Actor based kafka consumer built on top of the high level kafka consumer.
The 0.0.X
versions of akka-kafka were built with kafka 0.8.1.1
. Starting with 0.1.0
akka-kafka is built against the scala 2.11 version of kafka 0.8.2.0
Manages backpressure so the consumer doesn't overwhelm other parts of the system. The consumer allows asynchronous/concurrent processing of a configurable, bounded number of in-flight messages.
You can configure the connector to commit offsets at a configurable interval, after a configured number of messages are processed, or simply commit the offsets programatically. It waits until all in flight messages are processed at commit time, so you know that everything that's committed has been processed.
Configured and used very similarly to the AkkaConsumer
but it accumulates a batch of messages, with a configured maximum size and timeout, and sends
the batch to your ActorRef
, you reply with BatchConnectorFSM.BatchProcessed
and the batch consumer will commit the batch and accumulate a new one.

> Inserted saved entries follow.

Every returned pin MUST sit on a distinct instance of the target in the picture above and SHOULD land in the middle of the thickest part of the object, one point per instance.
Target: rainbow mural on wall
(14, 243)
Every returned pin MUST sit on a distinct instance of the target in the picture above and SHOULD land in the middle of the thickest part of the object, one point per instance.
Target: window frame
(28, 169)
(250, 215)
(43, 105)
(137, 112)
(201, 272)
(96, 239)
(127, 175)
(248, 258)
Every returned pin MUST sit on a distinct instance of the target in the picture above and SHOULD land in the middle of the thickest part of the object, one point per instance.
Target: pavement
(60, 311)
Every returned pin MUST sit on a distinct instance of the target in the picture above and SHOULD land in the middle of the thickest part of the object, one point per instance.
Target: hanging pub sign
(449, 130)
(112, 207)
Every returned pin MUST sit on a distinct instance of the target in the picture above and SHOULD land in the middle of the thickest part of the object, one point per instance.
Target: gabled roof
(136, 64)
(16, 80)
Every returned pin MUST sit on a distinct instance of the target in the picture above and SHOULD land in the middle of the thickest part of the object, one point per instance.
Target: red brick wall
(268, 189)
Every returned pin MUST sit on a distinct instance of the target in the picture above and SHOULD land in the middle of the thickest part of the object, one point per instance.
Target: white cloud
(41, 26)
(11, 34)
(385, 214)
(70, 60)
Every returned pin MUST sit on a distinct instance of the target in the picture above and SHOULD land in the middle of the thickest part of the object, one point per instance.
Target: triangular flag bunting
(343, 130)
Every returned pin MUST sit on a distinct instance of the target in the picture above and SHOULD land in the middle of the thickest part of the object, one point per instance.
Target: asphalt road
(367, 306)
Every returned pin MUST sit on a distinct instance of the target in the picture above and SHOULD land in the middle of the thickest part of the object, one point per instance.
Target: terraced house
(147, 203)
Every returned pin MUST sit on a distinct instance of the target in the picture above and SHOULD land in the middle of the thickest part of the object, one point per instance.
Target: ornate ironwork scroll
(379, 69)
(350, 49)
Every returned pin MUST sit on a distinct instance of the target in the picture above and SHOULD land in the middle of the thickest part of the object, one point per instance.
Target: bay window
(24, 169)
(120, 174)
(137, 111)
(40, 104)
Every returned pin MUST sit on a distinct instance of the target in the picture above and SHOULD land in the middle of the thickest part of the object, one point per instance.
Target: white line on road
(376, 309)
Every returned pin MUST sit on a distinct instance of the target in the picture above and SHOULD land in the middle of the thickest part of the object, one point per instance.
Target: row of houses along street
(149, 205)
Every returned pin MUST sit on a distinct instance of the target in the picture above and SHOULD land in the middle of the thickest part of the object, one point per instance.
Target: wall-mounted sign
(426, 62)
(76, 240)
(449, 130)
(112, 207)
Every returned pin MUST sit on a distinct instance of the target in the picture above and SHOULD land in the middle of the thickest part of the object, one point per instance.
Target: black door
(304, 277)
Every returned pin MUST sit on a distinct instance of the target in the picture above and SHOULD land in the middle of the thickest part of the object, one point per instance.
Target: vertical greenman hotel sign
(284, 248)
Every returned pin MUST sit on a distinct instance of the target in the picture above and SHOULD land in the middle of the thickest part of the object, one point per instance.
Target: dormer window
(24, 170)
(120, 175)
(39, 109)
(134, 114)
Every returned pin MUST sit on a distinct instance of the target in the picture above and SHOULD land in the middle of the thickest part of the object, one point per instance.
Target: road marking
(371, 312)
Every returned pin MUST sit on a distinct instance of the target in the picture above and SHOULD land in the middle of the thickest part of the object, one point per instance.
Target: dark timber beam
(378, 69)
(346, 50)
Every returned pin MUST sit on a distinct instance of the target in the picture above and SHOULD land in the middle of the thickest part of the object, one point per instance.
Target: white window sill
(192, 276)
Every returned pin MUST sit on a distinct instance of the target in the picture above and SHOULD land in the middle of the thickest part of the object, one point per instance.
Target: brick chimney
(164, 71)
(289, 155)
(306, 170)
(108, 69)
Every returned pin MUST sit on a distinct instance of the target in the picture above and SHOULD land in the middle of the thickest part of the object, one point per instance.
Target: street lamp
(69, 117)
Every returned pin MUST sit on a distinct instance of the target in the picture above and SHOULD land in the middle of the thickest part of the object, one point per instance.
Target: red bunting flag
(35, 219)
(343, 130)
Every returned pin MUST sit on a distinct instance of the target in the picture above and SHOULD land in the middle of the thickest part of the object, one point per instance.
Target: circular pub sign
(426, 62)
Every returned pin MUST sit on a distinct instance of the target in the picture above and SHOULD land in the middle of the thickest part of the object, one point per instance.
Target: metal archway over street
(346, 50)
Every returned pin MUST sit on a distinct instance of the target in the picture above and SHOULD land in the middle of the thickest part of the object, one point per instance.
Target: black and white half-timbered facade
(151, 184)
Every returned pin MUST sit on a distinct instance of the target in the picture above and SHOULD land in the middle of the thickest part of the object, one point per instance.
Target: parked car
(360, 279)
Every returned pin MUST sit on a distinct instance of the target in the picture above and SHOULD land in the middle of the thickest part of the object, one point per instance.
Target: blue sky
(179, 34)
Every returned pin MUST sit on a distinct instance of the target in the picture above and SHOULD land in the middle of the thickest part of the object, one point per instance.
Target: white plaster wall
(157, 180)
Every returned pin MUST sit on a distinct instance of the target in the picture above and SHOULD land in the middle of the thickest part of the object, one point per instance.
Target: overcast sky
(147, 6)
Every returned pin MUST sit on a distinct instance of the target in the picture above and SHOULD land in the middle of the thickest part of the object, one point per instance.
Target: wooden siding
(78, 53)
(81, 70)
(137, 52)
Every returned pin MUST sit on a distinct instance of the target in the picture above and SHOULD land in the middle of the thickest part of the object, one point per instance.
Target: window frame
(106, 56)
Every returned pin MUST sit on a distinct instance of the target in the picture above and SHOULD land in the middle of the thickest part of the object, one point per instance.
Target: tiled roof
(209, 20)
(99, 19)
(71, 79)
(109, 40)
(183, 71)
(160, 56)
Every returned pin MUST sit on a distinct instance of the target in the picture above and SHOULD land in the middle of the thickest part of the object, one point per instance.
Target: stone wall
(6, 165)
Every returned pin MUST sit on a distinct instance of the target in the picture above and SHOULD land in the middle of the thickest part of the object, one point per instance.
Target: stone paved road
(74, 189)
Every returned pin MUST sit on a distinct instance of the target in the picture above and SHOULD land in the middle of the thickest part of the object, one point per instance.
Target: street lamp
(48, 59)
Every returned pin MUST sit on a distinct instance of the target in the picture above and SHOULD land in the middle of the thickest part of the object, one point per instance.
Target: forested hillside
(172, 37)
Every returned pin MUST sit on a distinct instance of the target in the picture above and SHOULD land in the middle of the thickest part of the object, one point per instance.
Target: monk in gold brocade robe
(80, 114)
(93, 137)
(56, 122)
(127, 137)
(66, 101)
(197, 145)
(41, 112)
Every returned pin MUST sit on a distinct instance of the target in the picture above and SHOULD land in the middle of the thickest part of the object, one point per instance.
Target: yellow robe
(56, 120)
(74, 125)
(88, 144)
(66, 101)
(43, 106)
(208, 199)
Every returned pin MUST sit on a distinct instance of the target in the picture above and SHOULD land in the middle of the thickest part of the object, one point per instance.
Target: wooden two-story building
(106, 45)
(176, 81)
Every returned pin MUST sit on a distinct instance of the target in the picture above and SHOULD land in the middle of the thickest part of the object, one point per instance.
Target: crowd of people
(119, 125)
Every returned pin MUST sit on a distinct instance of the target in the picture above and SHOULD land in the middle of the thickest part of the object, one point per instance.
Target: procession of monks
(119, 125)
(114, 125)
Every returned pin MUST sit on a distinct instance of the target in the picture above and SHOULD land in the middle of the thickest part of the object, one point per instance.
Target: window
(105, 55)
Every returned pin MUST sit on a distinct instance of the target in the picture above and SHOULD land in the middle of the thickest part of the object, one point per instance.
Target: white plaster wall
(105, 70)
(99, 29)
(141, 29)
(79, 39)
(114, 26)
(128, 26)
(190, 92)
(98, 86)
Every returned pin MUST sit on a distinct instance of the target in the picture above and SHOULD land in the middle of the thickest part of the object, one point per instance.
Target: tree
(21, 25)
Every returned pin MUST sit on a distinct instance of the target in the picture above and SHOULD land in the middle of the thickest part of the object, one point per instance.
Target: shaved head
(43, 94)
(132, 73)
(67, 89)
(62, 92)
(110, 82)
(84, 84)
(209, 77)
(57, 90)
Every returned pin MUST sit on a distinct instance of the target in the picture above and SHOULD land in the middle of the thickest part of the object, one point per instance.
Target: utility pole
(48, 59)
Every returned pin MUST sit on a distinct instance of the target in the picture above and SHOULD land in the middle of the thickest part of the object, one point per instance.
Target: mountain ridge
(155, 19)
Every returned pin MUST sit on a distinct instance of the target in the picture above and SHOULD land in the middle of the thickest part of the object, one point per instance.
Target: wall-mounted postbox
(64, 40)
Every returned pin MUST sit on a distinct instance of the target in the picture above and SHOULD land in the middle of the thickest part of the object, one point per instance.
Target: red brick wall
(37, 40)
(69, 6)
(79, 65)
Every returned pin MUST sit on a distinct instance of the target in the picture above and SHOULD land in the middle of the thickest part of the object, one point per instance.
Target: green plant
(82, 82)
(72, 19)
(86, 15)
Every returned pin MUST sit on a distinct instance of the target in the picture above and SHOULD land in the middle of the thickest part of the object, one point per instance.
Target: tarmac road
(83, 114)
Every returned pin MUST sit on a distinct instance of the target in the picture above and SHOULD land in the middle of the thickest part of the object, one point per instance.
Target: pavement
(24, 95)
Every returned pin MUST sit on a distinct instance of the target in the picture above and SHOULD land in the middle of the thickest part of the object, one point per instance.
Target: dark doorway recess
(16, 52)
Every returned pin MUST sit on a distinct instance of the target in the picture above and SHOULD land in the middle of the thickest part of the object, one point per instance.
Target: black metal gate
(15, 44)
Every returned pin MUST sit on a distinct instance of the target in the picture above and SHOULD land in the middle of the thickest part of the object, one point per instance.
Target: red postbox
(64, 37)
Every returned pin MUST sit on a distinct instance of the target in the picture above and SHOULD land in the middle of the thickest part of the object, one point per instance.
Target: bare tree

Add the dependencies to your project. akka-kafka by default excludes kafka's logging dependencies, in favor of slf4j, but does so without forcing you to do the same, so you need to add a dependency that brings in log4j or slf4j's log4j.
If you dont want to use slf4j, you can substitute log4j.
/* build.sbt */
libraryDependencies += "com.sclasen" %% "akka-kafka" % "0.1.0" % "compile"
libraryDependencies += "com.typesafe.akka" %% "akka-slf4j" % "2.3.9" % "compile"
libraryDependencies += "org.slf4j" % "log4j-over-slf4j" % "1.7.10" % "compile"
To use this consumer you must provide it with an actorRef that will receive messages from kafka, and will reply to the sender
with StreamFSM.Processed
after a message has been successfully processed. If you do not reply in this way to every single message received, the connector will not be able
to drain all in-flight messages at commit time, and will hang.
Note that the sender in this case is not the ConnectorFSM
actor, but one of the StreamFSM
actors that are the connector's children. You need to reply to
the sender()
, a StreamFSM
rather than the connector itself so each stream can track the number of outstanding messages correctly.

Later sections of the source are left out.